Indeed, for many SMEs the options are limited by the market itself, with the high cost of providing and supporting these networking technologies proving a barrier to entry for the independent UK Internet (and Managed) Service Provider network that typically delivers solutions to the SME marketplace. The result is that organisations’ cost-effective access to this essential component of the end-to-end technology stack is fundamentally compromised.

Building Scale

Change is afoot, however. With even large corporates increasingly baulking at the cost, delay and complexity associated with upgrading vendor specific MPLS networks, attention is turning to a far more flexible and scalable alternative. Building on the proven Software Defined Networking (SDN) model, Software Defined Wide Area Networking (SD-WAN) can be layered seamlessly onto an existing WAN infrastructure to quickly and cost effectively deliver the bandwidth required.

This software based solution platform enables a transition from proprietary hardware devices to software defined networks that are programmable, agile and decoupled to keep pace with the demands of enterprise IT. While offering the same service class and quality already provided by technologies such as MPLS, SD-WAN opens the door to a lower cost, multi-vendor model that is both quicker and cheaper to deploy and gives end-users, network engineers and service providers the ability to adjust, optimise, automate and test WAN connections.

With global revenues expected to exceed $6bn in 2020, according to IDC, and Gartner predicting that 30% of enterprises will use SD-WAN products in all their branches by 2019, this is clearly a technology with serious potential – and one that ISPs, MSPs and SMEs need to consider.

One of the most compelling aspects of this software defined model is that it puts network control in the hands of the business for the first time. Rather than relying on the expensive network service provider to manage network traffic, an organisation’s IT team can use SD-WAN’s centralised management tools to add lines, manage traffic and move applications in and out of the cloud as required. IT Managers can rapidly gain control over both critical and non-critical application traffic streams and prioritise performance in line with business change.

The more advanced SD-WAN solution also enables organisations to aggregate any redundant back-up connections and dynamically optimise application performance. There is no need for an expensive engineering resource – the entire process can be managed by an existing in-house software guru.
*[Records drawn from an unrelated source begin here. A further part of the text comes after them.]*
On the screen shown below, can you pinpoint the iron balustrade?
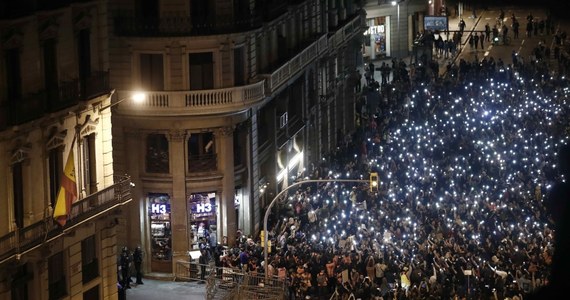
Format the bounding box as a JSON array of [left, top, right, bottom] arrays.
[[0, 177, 132, 264]]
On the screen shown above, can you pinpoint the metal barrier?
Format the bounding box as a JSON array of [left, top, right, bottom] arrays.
[[174, 260, 288, 300]]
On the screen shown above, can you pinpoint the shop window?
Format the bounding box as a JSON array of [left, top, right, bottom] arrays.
[[81, 235, 99, 284], [148, 194, 172, 261], [48, 252, 67, 300], [364, 17, 386, 59], [188, 132, 218, 172], [146, 134, 169, 173], [187, 192, 217, 249], [12, 162, 24, 228]]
Indeed, the shift away from hardware to a software defined model also significantly reduces on-going costs by upwards of 40-50% – including third party engineering resources, expensive MPLS access circuits and dedicated proprietary hardware.

It may be too early to say MPLS is dead; but by reducing complexity, facilitating fast deployment and enabling centralised control, SD-WAN is an increasingly compelling overlay and eventual replacement alternative solution that is set to unleash the potential of the cloud for businesses of every size.